In the 2040s Japan, after the Third and Fourth World War, human society is very different from before, high-tech has given birth to a new lifestyle, as machines have not only taken over human flesh, making prosthetic bodies replacing limbs the norm, but also human consciousness, turning brains from organic parts into electronic brains, which are connected to the boundless Internet. As a result, a new type of digital crime has emerged, in which hackers have direct access to the human brain and can steal or even alter people’s memories, thus changing their personalities for their use. The government set up Public Security Section 9 (Kouan Kyuu Ka) to stabilize internal affairs to solve this problem. Still, it gradually became a tool for Section 6, responsible for external affairs, to steal information or kill people. Ghost in the Shell is set in such a context, where the heroine Motoko Kusanagi has been fully prostheticized since her early age, and is a competent fighter, serving as the captain of Section 9, known as “The Major”. In hunting down the hacker Puppet Master, she discovers that the mechanical puppet has developed self-awareness and is no longer just a program, but has a need for life, in contrast to her mechanized self, which is the two extremes of this post-human era. This gives her a sense of emptiness in answering the question, “Who am I?

Returning to the title Ghost in the Shell, it is taken from British philosopher Gilbert Ryle’s description of René Descartes’ mind-body dualism, “ghost in the machine”, with shell replacing machine, meaning the exterior of a program in the digital age. Since prosthesis becomes the norm, the “I” cannot be defined by the physical body, so it is more about the inner “ghost”. Ghost is not only thoughts and emotions, as they can be created by technological means. Kusanagi believes that ghost is a kind of self-consciousness generated by mirroring others, just like Lacan’s mirror theory. In a shot of her diving, the “mirror” is metaphorically represented by the water surface, above which is the outside world and below which is herself. She likes to immerse herself in the deep sea, seeking self-awareness, as she says, “The self you expect to keep is always restraining you”. “I” want to stay me, “I” have memories, and “I” am constantly thinking about what I need and what I expect, and that is why “I” am still me.

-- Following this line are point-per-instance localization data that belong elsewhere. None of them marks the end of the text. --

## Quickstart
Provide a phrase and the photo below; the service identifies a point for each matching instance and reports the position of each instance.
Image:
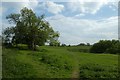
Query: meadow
(58, 62)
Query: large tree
(30, 29)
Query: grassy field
(58, 62)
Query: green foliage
(104, 46)
(95, 71)
(29, 29)
(13, 68)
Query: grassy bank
(58, 62)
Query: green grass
(58, 62)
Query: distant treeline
(106, 46)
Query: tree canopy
(106, 46)
(29, 29)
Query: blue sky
(77, 21)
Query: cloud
(74, 31)
(52, 7)
(82, 6)
(19, 4)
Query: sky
(77, 21)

It can be said that sci-fi has the value of an ontological philosophical exploration of the dilemmas faced by human beings when they are magnified to their limits.

Ghost in the Shell, created in 1995 from Masamune Shirow’s original 1989 manga, has long been labelled as cyberpunk. Cyberpunk was originally a class of technologically advanced characters without a strong social morality, acting with extreme individualism. This genre became popular during the New Wave science fiction in the 1960s and 1970s, as the interpretation of human experience in a media-dominated information-saturated, post-industrial age. It is characterized by the serious stratification of social classes, the use of pervasive technology by governments and consortia to manipulate human rights, the loss of life values, and the poor living conditions of common people.

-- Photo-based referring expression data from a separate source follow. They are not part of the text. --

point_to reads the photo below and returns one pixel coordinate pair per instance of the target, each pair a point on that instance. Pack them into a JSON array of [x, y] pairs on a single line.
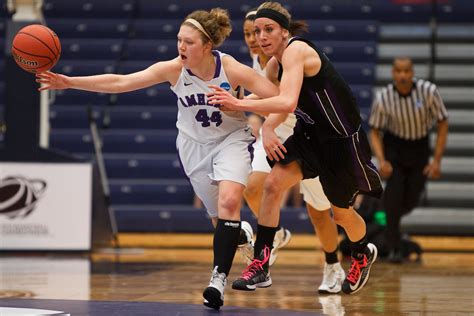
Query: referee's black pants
[[407, 182]]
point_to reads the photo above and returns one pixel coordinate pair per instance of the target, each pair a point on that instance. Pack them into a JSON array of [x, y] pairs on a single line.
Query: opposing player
[[213, 145], [316, 202], [327, 142]]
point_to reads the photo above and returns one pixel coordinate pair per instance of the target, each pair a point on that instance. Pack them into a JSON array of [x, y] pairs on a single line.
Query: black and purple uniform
[[328, 140]]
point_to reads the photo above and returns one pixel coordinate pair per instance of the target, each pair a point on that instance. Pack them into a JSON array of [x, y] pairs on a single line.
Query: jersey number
[[205, 120]]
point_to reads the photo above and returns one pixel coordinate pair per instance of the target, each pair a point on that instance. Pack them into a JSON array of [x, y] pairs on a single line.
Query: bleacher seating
[[90, 28], [116, 141], [86, 9], [123, 36]]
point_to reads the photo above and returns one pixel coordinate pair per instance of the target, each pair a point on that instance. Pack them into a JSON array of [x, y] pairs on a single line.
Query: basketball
[[36, 48]]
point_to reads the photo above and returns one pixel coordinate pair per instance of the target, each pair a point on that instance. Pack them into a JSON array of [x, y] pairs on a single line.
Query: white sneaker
[[282, 238], [246, 249], [214, 293], [332, 305], [333, 276]]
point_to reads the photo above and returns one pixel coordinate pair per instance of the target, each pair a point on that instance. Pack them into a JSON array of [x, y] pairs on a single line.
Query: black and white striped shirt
[[408, 117]]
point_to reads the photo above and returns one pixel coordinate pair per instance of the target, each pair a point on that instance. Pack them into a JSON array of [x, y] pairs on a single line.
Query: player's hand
[[52, 81], [433, 170], [223, 98], [272, 145], [385, 169]]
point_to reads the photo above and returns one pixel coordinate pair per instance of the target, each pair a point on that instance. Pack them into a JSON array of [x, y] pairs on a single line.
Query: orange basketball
[[36, 48]]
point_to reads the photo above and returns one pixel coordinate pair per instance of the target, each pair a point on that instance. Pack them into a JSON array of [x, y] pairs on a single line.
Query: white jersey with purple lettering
[[213, 146], [198, 120]]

In the early years of modern society, with industrialization and urbanization, people expected technology to bring them a better tomorrow and thus imagined a utopia future, such as the communist island in News from Nowhere. However, as Andrew Ross said, “Sci-Fi ‘s sense of responsibility to imagine better futures was slowly eroded in the Cold War period by the dominant dystopian and fatalistic visions of nuclear annihilation”. The imagination of utopia was gradually replaced by anxiety about dystopia future, and people stopped demanding bucolic idylls and moved beyond Campbell’s law, to think about how to live in the threat of technology with the help of sci-fi works: human beings have their limits, and modern civilization is not perfect, neither technologically, politically nor ecologically, it may be “a world completely rotten with wealth, power, sensibility, indifference, puritanism and mental hygiene, poverty, waste, technological futility and aimless violence”(Baudrillard). Then how human beings adapt to such a world constitutes the theme and appeal of cyberpunk. This is why cyberpunk is often associated with the aesthetics of disaster, and with the visual elements represented by Blade Runner.

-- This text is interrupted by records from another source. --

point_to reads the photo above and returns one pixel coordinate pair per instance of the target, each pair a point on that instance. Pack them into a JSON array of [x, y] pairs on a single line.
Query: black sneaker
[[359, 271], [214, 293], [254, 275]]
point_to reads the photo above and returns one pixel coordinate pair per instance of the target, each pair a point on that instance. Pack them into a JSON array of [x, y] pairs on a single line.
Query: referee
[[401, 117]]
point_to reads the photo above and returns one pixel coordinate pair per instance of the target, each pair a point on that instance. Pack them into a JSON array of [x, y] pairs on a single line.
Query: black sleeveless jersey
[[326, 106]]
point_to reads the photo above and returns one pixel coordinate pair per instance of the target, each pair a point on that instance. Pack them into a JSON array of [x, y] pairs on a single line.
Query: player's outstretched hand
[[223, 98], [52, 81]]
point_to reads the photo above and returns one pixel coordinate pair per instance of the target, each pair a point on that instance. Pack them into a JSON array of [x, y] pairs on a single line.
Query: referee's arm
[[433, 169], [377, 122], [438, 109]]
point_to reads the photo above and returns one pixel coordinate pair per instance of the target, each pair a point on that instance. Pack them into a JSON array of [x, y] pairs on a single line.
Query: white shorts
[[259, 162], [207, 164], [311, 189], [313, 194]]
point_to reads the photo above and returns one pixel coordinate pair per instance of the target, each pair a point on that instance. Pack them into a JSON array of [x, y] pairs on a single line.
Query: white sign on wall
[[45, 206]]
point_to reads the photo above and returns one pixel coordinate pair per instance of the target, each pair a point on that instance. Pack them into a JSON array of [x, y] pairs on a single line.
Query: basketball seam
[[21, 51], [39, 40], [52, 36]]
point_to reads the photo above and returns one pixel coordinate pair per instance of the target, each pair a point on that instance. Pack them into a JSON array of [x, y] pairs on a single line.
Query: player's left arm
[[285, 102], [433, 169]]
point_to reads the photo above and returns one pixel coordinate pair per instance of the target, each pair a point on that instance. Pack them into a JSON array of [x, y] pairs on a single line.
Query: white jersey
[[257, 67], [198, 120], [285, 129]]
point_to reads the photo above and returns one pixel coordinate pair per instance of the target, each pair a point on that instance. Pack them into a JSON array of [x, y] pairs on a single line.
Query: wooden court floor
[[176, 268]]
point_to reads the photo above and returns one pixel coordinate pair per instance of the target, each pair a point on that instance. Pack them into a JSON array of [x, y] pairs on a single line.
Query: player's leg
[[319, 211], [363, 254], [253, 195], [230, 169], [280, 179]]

I want to highlight the relationship between urban architecture and cyberpunk. In Ghost in the Shell, Motoko Kusanagi’s chase of the puppet takes place in a dense residential area, whose prototype is Hong Kong’s Kowloon Walled City. It was a slum of 30,000 people in the 1960s and 1970s and was demolished in 1992. There were more than 350 buildings attached to each other as one, which was both residential and industrial places. Although it has no laws and has been abandoned by the Chinese, British and Hong Kong governments, it has formed a self-sufficient community, featured by self-regulating and self-organizing. Despite its harsh environment, lack of infrastructure and light, constant humidity and safety hazards, many architects and sociologists are interested in Kowloon Walled City. As many people are trying to figure out how to build a well-functioning modern city, it has done so without design, simply by relying on the needs of its inhabitants. Therefore, it embodies the sci-fi imagination of how humans should live in disorder and even the possibility of how to build urban ecology in urban ruins, with a powerful cyberpunk aesthetic quality.